Each morning, I would wait for Gramma to poke her head into whichever room I was sleeping and ask me if I wanted to snuggle. I think there was some sort of rule or routine that I wasn't supposed to get out of bed until she came to get me because I don't recall ever getting up before her. Anyway - we'd pad back to her bedroom and I'd take a running leap into her bed (I was pretty little so it was too high off the ground to just get into the regular way), she'd crawl in and we'd snuggle. She was warm and soft and her scent of creams blanketed me. I never went back to sleep, but I would try to lie as still as possible so she could go back to sleep if she wanted. She never slept once she woke up though. She may have "rested her eyes" but she never slept.

After about 15 minutes, we'd get up and go downstairs for breakfast. She'd make my favorite - a toasted blueberry Pop Tart (no frosting) with warm, melty butter and a glass of orange juice - and "we'd" do the Jumble puzzle from the Des Moines Register. Then we'd get ready and she'd take me to work with her. I doubt she took me every morning because, at some point, I started going to kindergarten at Hubbell. I went with her a lot, though, and she was so proud to have me with her. All the people at Banker's Life called me "Gramma's Little Helper" - I felt *so* important.

We'd walk from the "home office" to another building and I swear every single person knew her and said hi to her. I thought she must have been the most important person in the world. She was always so smiley and cheerful and quick to introduce me to anyone we encountered.

I don't know what "grown up" circumstances were going on around me or where my mom was during the months we were living on Harwood Drive, all I know is that it was like heaven and my grandmother was an angel - those were without question the best memories I have of my childhood.

My Gramma. Every time she'd open her purse, it smelled of Certs. She used to vocalize in the car wherever we'd go. The way she'd put her lipstick on after every meal. The way everything was always just so and so very perfect. The way she'd take my face in her hands and touch noses with me ("Nosey pokers!"). Pat my knee while she was driving and say, "I'm so glad you're here, cutie!" She's got a million rituals and a routine for everything and I see so clearly how each of us have adopted her behaviors. Proudly.

She never complained about anything. Ever. She was rarely sick. She ate healthily, walked every day and took very good care of herself. She looked like a movie star, dressed to the nines, and always carried herself with elegance and grace. Her grammar is flawless, her manners impeccable - she is perfect in every way.
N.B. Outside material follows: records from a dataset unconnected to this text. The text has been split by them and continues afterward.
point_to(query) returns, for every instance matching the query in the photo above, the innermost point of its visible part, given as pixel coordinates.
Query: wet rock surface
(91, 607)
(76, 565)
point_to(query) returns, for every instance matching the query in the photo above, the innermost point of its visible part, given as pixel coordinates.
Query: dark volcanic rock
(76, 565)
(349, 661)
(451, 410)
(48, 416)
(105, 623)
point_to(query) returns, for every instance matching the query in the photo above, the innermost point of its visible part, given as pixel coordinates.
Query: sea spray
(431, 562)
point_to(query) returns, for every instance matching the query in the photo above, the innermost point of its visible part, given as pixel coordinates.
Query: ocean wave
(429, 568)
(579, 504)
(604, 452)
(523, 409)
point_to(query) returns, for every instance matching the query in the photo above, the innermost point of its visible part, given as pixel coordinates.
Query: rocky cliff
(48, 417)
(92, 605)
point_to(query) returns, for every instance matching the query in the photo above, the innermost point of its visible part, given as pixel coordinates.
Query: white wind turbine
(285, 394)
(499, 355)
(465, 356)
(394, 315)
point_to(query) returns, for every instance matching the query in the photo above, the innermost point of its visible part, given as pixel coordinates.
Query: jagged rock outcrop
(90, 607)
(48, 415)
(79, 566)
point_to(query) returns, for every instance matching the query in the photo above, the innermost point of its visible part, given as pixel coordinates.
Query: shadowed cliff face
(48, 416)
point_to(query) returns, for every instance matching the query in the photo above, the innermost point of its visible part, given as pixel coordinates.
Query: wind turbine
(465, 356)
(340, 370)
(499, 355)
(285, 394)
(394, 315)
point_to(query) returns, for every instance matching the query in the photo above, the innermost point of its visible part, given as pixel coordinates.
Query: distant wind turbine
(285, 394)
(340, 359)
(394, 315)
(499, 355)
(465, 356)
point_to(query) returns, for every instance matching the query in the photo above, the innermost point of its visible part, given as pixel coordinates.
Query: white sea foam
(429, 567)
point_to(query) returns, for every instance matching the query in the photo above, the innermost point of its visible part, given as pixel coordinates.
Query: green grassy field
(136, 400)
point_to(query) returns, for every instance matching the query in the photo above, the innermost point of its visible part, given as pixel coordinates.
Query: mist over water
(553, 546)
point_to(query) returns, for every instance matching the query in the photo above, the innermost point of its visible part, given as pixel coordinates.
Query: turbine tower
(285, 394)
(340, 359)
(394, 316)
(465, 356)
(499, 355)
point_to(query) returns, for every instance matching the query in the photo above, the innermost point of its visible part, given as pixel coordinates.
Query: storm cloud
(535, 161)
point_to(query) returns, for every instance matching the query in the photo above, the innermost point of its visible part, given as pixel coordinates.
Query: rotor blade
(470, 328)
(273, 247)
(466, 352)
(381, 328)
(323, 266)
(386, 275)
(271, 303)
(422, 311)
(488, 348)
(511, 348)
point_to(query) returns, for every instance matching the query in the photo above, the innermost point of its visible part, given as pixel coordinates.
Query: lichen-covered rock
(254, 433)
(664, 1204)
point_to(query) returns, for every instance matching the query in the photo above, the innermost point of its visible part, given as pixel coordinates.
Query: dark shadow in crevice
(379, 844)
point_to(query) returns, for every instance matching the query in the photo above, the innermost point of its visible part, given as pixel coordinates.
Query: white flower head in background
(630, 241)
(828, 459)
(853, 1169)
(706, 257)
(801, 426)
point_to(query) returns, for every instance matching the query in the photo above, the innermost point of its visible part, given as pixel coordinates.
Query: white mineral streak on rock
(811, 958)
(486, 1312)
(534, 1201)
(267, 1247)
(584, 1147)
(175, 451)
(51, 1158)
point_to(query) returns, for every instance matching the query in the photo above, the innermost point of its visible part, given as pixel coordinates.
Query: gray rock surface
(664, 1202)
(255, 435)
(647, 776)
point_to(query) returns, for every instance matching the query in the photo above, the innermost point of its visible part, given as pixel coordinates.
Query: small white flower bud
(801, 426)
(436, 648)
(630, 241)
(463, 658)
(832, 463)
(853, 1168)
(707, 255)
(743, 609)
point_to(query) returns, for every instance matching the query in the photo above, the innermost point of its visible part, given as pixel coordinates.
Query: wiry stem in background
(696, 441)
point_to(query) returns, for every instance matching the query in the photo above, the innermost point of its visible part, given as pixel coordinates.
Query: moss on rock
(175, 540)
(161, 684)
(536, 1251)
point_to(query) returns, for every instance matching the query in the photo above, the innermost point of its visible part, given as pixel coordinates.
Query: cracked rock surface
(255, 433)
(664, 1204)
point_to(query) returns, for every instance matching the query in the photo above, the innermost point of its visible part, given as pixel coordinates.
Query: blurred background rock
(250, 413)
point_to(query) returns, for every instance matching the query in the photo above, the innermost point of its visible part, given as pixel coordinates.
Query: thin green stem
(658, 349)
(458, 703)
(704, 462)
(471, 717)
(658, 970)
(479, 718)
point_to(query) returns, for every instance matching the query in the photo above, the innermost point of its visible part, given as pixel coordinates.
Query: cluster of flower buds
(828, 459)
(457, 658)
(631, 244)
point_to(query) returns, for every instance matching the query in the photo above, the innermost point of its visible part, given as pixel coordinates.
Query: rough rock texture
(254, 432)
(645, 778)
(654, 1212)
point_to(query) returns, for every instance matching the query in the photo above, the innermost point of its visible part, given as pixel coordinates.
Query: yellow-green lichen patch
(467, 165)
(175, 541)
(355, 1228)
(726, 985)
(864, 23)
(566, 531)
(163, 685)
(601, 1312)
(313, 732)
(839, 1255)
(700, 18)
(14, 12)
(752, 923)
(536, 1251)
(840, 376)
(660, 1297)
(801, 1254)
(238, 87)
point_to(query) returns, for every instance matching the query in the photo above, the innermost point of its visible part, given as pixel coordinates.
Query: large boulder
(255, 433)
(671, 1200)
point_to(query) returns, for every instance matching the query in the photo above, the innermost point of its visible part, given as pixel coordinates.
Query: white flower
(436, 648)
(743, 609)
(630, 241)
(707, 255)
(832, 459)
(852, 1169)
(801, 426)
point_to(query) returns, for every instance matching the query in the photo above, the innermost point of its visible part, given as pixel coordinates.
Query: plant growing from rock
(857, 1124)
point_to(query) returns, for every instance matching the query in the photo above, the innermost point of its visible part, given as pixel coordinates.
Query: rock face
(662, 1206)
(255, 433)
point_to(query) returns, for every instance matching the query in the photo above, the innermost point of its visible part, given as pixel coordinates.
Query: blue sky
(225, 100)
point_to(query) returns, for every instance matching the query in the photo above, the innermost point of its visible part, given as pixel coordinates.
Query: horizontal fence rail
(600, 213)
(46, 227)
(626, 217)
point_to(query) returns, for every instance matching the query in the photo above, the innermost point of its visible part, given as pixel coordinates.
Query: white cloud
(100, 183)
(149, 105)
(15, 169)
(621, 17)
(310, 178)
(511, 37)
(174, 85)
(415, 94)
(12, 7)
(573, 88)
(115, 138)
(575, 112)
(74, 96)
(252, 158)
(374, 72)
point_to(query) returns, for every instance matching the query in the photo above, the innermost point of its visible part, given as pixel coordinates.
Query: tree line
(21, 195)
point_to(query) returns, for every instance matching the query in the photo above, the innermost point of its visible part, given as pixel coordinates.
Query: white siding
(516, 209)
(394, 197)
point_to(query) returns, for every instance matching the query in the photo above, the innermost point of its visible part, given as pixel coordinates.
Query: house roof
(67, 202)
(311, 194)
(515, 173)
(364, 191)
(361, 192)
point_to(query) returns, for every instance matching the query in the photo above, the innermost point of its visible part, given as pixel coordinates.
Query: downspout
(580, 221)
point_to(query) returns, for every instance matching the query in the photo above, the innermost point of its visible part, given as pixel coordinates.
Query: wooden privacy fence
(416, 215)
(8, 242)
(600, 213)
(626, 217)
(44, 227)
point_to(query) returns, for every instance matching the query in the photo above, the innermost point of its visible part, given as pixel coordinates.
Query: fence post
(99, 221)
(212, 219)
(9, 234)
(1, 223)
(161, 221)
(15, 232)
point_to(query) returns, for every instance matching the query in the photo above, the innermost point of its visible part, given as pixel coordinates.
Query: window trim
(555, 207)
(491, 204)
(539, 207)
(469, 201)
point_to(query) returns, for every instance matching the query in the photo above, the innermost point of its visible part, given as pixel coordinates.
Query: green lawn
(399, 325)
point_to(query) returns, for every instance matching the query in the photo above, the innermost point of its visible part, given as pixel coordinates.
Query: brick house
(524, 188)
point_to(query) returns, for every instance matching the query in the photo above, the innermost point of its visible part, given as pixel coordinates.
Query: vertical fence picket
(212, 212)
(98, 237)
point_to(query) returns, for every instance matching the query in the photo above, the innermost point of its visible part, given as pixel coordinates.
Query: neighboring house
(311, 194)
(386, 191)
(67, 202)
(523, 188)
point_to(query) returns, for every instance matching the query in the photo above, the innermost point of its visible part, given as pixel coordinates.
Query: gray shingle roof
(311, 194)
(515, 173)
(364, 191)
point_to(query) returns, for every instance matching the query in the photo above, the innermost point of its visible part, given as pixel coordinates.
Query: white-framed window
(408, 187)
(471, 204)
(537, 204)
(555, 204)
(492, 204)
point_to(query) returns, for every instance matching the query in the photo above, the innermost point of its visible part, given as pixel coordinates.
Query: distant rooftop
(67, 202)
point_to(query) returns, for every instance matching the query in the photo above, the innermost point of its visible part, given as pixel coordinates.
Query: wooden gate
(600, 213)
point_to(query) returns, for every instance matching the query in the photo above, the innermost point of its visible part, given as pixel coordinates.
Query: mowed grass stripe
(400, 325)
Every single way.

We all adore her - always have. She is our precious angel. Her unconditional love for each of us has impacted us more profoundly than we can probably ever comprehend. She *is* love.

Where so many people fall short - she never has. She has always risen to the occasion - every occasion - and done the job that no one else would ever have the strength to do. I think it's fair to say that she's never disappointed anyone in her life.

I know that someone reading this will doubt what I've written, but if you know her, then you know truer words have never be written.